This project analyses public LinkedIn profiles from professionals at a major consulting firm to derive skill trends, career levels, and team structure insights using NLP and unsupervised learning. It was created to inform performance evaluations, pay equity conversations, and skill alignment efforts across technical roles.
Key Question: How can public LinkedIn data be transformed into structured, explainable insights about workforce skills and progression?
Alex Conroy
📍 Individual Project (Internal Application)
📊 Data Science | Workforce Analytics | NLP
- Source: Public LinkedIn profiles
- Scope: 200+ professionals in KPMG Australia's Tech Group
- Fields Extracted:
- Role titles
- Skills and endorsements
- Role timelines
- Education histories
📄 Large-scale profiling via YData Profiling also performed but not included due to file size.

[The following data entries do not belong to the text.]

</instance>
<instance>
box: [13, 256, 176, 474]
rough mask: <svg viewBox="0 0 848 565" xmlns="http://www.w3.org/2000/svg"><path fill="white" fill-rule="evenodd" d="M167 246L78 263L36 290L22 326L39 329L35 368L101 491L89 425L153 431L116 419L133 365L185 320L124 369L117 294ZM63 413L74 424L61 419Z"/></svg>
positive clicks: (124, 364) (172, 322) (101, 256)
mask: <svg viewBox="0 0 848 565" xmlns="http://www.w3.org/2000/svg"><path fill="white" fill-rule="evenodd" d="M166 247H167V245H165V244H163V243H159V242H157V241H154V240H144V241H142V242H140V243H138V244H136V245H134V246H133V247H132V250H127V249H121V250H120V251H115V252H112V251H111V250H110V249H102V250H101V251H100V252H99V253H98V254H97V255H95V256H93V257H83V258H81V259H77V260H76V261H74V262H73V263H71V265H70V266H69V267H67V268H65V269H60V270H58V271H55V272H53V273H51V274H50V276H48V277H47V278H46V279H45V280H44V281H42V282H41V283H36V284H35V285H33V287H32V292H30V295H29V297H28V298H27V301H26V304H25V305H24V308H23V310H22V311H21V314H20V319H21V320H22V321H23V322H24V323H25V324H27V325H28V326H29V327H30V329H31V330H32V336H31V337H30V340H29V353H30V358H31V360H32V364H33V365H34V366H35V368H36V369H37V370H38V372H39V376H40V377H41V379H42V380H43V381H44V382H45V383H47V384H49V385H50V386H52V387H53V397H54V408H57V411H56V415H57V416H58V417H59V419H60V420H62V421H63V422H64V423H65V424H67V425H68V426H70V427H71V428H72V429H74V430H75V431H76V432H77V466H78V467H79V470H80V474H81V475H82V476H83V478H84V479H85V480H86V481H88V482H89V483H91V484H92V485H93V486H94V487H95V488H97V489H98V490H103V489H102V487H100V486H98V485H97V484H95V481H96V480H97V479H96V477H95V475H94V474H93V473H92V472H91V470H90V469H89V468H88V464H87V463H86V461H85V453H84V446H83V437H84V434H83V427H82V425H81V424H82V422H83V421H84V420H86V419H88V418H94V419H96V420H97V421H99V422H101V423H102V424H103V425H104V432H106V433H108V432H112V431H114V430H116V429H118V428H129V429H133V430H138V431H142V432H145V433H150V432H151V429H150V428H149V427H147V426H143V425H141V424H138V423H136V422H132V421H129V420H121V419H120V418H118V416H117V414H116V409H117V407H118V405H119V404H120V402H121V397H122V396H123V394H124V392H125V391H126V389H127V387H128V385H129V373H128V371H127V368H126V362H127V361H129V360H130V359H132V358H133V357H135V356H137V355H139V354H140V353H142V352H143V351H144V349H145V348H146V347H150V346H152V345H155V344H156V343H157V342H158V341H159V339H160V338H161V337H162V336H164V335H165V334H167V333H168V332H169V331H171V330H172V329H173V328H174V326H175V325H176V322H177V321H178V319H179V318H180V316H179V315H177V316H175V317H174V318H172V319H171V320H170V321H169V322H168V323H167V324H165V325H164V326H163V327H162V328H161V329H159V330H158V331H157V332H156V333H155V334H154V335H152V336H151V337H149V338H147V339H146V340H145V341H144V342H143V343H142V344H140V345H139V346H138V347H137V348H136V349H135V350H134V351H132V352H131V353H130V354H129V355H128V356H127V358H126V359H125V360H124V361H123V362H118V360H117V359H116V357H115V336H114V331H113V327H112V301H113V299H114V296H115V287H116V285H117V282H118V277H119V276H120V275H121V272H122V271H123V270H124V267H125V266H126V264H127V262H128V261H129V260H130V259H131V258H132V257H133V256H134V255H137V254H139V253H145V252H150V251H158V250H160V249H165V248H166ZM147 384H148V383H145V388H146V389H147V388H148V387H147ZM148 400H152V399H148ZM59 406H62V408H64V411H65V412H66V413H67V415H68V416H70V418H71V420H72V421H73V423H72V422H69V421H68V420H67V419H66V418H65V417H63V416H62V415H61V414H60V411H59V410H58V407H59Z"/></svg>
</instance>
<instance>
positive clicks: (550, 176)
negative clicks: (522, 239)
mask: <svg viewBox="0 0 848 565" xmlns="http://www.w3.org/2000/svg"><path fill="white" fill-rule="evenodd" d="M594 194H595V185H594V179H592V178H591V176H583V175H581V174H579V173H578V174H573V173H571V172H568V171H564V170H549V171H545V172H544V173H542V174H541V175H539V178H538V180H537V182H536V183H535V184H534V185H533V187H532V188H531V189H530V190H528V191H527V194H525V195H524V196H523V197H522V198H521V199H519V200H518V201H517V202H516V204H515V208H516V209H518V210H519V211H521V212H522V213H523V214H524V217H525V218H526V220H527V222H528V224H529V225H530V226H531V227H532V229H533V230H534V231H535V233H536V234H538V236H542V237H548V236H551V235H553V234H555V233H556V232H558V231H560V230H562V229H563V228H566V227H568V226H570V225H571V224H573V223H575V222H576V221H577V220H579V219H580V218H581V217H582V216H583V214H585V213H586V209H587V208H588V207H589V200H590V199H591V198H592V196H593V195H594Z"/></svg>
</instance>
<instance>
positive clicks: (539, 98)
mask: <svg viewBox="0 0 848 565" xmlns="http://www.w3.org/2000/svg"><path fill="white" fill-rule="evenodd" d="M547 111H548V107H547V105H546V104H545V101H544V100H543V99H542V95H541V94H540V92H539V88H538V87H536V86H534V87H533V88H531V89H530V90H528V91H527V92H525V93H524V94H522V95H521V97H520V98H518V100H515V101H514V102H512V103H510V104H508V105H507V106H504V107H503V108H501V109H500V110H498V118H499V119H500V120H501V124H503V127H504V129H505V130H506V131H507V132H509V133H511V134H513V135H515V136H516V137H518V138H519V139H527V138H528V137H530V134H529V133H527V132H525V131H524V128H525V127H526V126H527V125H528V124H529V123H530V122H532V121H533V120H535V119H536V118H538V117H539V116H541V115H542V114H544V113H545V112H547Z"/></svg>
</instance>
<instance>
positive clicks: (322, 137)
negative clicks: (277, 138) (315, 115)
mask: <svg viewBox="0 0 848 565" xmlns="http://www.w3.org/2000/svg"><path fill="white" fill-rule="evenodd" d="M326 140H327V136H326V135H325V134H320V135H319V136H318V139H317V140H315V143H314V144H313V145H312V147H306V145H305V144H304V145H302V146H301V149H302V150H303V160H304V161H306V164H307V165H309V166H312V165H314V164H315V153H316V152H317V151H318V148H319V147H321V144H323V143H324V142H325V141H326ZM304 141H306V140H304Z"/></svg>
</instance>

- Cleaned role titles, normalised capitalisation
- Parsed job and education timelines
- Extracted and tokenised skill keywords
- TF-IDF vectorisation on job descriptions
- KMeans clustering of profiles into skill families
- Summarised each cluster by dominant terms and sample roles
- Inferred career stage based on:
- Time since graduation
- Time in current and prior roles
- Compared title vs. seniority delta across clusters
✅ Identified clear skill clusters across roles
✅ Inferred career levels and time-in-role estimates
✅ Highlighted inconsistencies in role naming vs. experience
✅ Supported a data-driven approach to levelling and pay review
linkedin-nlp-career-trends/ ├── data/ │ ├── result.csv # Cleaned LinkedIn profiles with inferred timelines │ └── tech_group.csv # Source profile metadata │ ├── notebooks/ │ └── main_analysis.ipynb # NLP, clustering, and time-in-role analysis │ ├── src/ │ └── modeling.py # TF-IDF, clustering, and summarisation logic │ ├── utils/ │ ├── preprocessing.py # Text cleaning, timeline parsing │ └── visualisation.py # Wordclouds, heatmaps, cluster visuals │ ├── report/ │ └── Role_profile_report.html # Interactive EDA report (YData Profiling) │ ├── requirements.txt └── README.md
🔮 Future Work
- Improve entity extraction for role titles and skills using transformer-based models (e.g., BERT-NER) instead of basic tokenisation.
- Include more contextual signals such as certifications, project keywords, or team/manager tagging (if available).
- Handle non-linear career paths more accurately (e.g., job switches, career breaks).
- Extend clustering to incorporate graph-based relationships between roles or skill sets.
- Develop a live dashboard for internal use with filtering by business unit, tenure, or location.
- Career level estimates are inferred from public data (graduation dates, job timelines), which may be inaccurate or incomplete.
- Job title standardisation is approximate — inconsistent LinkedIn formatting introduces noise.
- Skills and endorsements on LinkedIn are often user-curated and not validated, leading to potential bias or inflation.
- Small sample size (limited to publicly available profiles from a single business unit) may not generalise across the broader workforce.
- Clustering is based purely on textual features (TF-IDF) — lacks semantic richness from embeddings or business context.
📄 License This project uses publicly accessible data only. No confidential or proprietary information is included.